Only Well-Meaning People
In the lecture performance “Only Well-meaning People,” Crystal Hassell explores how well-meaning people, unintentionally and sometimes unwittingly, miss the mark completely. In painful, absurd but realistic situations, we see how subtle and far-reaching everyday racism can be.
The setting is simple; theatre-maker Crystal Hassell is on stage with her story. She transforms through facial expressions, physicality and intonation, and plays various characters she has encountered in her life. Crystal talks about her history, about her roots and, most importantly, about the reactions this causes around her. The monologue is sharp, humorous and sometimes painful.
The lecture performance “Only Well-meaning People” provides a space to engage in conversation with each other. The audience is encouraged to reflect on their own behaviour. This enables them to think and look more broadly.
What do other people say about ‘Only Well-Meaning People’:
“Crystal provided our ArtEZ Jazz & Pop team through the poignant monologue ‘Only Well-meaning People’ and the ensuing discussion with a first handle on how to do together in the future more substantiated work on diversity & inclusion.”
“Crystal gives a razor-sharp reflection on everyday racism and the clumsiness of well-meaning, privileged people. She puts her finger on the problem but at the same time manages not to alienate the audience. Her monologue breaks open the way for new forms of reflection.”
“Being touched and getting into motion. Crystal knows how to touch you with her story. When you watch and listen to her it is as if you are in her shoes, experiencing a glimpse of what she has experienced and is still experiencing. But it doesn’t stop there. She has ideas about how things can be done differently and how you can participate.
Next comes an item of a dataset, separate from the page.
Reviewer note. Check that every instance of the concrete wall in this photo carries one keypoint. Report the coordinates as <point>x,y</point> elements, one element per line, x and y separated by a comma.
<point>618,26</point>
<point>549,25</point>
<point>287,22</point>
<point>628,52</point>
And that is what you really want.”
“Crystal Hassell performed her solo „Only Well-Meaning People” at both our campuses within the Days of Antidiscrimination 2022 at Rhine-Waal University of Applied Sciences. The solo shows different autobiographical situations with processes of exclusion. With her acting talent, Crystal manages to immerse the audience in each and every situation. This makes the performance very touching and insightful. Not least through the valuable discussions following the performance, it became clear that a thought process was triggered in everyone in the audience. In an academic environment that tends to theorize, this is a particularly valuable and accessible approach to the complex issue of racism. On behalf of the university, I thank Crystal from the bottom of my heart for her performances.”
“In her solo, Crystal knows like no other how to shed a clear light on your own blind spots and painful patterns in thinking and acting when it comes to relationships with people who -for whatever reason- are different from you. Taking her own experiences, emotions and thoughts as a starting point, she uses her powerful vulnerability to make the unimaginable conceivable. Her words are tangible and give you a glimpse of the pain, the barriers, the exclusion that is so woven into every vein that you can no longer see it yourself.
This requires people like Crystal, who forges together her own distressing experiences and scientific knowledge into a strong performance with a powerful, abrasive, yet inviting tone. A performance that transforms from a monologue into a dialogue, in which valuable conversations nourish openness, respect and connection from person to person.”
“Crystal tells in her performance about recognizable situations and at the same time makes you feel the other side of the story.”
“A disarming performance that I still reflect on months later.”
“The performance by Crystal is touching and funny, emotional, deep and light at the same time. Feeling deep with the performer, her roles and reflecting myself in different situations was a thought-provoking experience. She manages to show the dramatic situations in their subtitle form and still to laugh with her public. Brilliant!.”
“The wide range of situations of everyday racism was, for us as a white audience, hard to swallow in a good way. The metaphor of the photographer that Crystal provided in the discussion was so enlightening that we immediately made changes to the language of our program.”
“Laugh, chuckle, lump in your throat. Crystal disarmingly took the visitors on our learning adventure about pigeonholing along all kinds of situations of everyday racism. On that spectrum from grotesque to very subtle, there was a mirror for everyone to look in.”
“Sharp, critical, intimate and open. I had to use my head and my heart, with great pleasure!”
“During our Teacher’s Day I had the opportunity to see you perform.
It made a big impression on me.
Since then I have started to look differently and approach the other with more attention, hesitantly as I called it then.
As if I am more capable of seeing that unknown part of the other.”